Police can’t physically remove you amid #HurricaneFlorence evacuation. But if you stay, be prepared to fend for yourself. If you have an emergency, first responders might not be able to reach you immediately. And they might not be able to reach you at all. https://t.co/BNPFTodN3p
Based on today’s 5AM AST forecast track, it looks like we’ll be on the edge of the storm and, barring any unexpected turns to the west, won’t be affected quite as much. The NHC 3-day forecasts have been fairly accurate the past few years, so I don’t expect many big changes to the forecast track. Florence has a pretty broad wind field, and it’s expected to slow down quite a bit once it gets inland. Expecting it to be windy and rainy, but not much more than that.
Hurricane prep continues today with putting away anything on the back porch that can blow away. Probably don’t really need to, but if nothing else it’s a good drill for next time.
When the power went out during Hurricane Irma last year, one of the issues we had was reaching the outlets that the freezer and refrigerator were plugged into so that we could plug them into the generator. The outlets are in the wall behind the middle of each appliance, so we have to pull them out to reach the plug. Not so easy when you’ve stuffed the freezer and refrigerator full to help them stay cold/frozen.
With Hurricane Florence on the way, we wanted to make the freezer and refrigerator plugs a little easier to reach in case we need to run them on the generator. The shortest extension cords I have handy are either 25′-50′ long, or not a heavy enough gauge to handle the freezer and refrigerator current requirements.
A trip to Lowe’s got me a couple of 2-foot long 12-gauge extension cords (similar to this one but without the circuit breaker) and storage hooks.
Find a wall stud that’s within reach of the extension cord, drill a pilot hole, and screw in the storage hook. Plug in the extension cord, plug the refrigerator into the extension cord, and you’re in business.

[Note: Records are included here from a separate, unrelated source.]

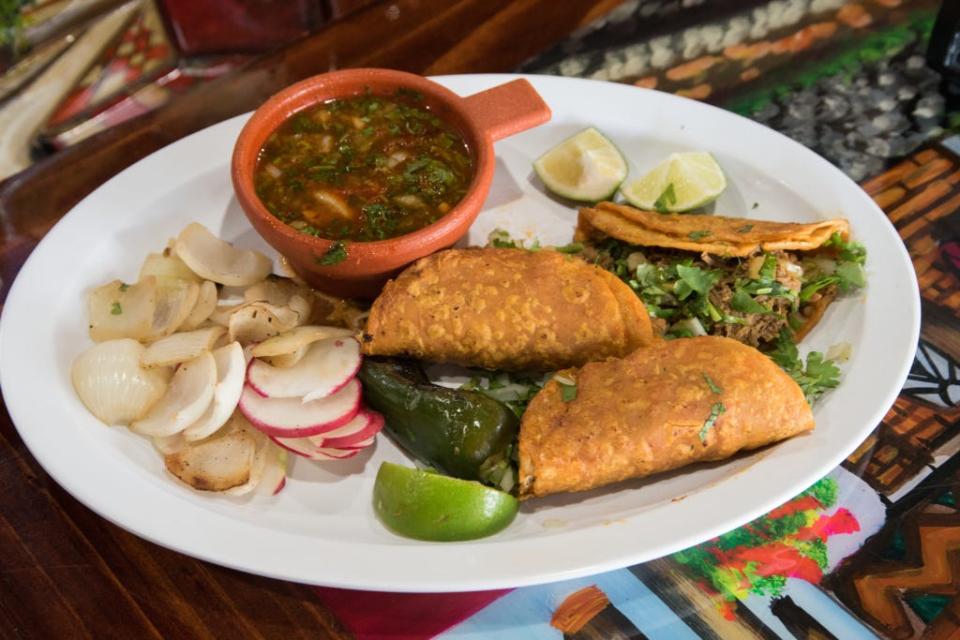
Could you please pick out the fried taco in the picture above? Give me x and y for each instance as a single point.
(507, 309)
(660, 408)
(751, 280)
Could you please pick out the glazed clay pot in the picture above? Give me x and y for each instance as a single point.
(482, 119)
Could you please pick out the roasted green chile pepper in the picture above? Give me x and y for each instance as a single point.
(465, 434)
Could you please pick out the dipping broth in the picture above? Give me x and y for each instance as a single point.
(368, 167)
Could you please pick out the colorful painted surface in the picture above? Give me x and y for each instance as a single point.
(874, 548)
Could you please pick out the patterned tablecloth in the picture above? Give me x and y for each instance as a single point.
(874, 547)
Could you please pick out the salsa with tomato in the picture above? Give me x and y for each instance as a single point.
(365, 168)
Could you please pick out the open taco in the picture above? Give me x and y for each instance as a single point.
(751, 280)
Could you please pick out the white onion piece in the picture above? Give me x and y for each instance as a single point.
(257, 321)
(274, 475)
(189, 395)
(840, 352)
(166, 266)
(175, 300)
(231, 370)
(296, 339)
(112, 384)
(275, 290)
(169, 444)
(286, 360)
(214, 259)
(220, 463)
(257, 466)
(181, 346)
(221, 315)
(302, 306)
(118, 310)
(328, 366)
(206, 304)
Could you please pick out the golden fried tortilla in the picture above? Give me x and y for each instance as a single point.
(650, 412)
(717, 235)
(506, 309)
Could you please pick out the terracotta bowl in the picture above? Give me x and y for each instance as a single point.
(481, 119)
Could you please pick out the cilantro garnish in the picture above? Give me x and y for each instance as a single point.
(696, 280)
(336, 254)
(666, 200)
(710, 383)
(500, 239)
(381, 219)
(715, 410)
(849, 251)
(573, 247)
(744, 303)
(814, 377)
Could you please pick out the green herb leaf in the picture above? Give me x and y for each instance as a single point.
(815, 377)
(710, 383)
(848, 251)
(744, 303)
(666, 200)
(715, 412)
(336, 254)
(573, 247)
(851, 276)
(696, 278)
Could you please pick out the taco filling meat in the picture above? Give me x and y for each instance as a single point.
(754, 297)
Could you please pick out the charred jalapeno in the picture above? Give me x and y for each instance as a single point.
(465, 434)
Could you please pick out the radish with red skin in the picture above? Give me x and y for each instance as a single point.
(327, 366)
(292, 418)
(310, 449)
(371, 428)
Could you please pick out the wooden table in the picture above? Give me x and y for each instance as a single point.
(64, 571)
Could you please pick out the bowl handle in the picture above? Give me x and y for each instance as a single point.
(507, 109)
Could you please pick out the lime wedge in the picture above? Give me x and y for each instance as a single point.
(428, 506)
(586, 167)
(682, 182)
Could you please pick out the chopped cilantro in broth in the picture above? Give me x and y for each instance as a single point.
(364, 168)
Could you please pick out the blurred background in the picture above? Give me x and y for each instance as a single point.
(73, 68)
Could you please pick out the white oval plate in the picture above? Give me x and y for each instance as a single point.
(322, 529)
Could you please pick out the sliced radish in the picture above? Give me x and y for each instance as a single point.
(187, 398)
(350, 440)
(364, 444)
(231, 366)
(327, 366)
(358, 424)
(309, 448)
(292, 418)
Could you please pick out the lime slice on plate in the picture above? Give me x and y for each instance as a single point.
(428, 506)
(682, 182)
(586, 167)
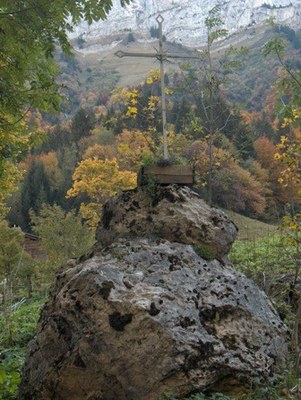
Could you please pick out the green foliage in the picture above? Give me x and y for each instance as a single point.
(63, 234)
(204, 251)
(17, 327)
(30, 32)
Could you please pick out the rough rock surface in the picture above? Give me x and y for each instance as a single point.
(143, 316)
(174, 213)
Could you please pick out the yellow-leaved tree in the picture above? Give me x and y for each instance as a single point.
(98, 179)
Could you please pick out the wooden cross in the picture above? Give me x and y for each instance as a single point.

I zip tied the extension cord to the hook so that everything would stay in place.
It’s a bit ugly, and we’re definitely not going to win any style contests, but it works. Now when we need to plug the freezer and/or refrigerator into the generator, we can just reach over and grab the plug without having to move anything.
Once we get around to having a transfer switch for the generator installed, all of this will become a bit redundant, but that’s ok. I’ll just patch up the holes and put the extension cords and hooks to use somewhere else.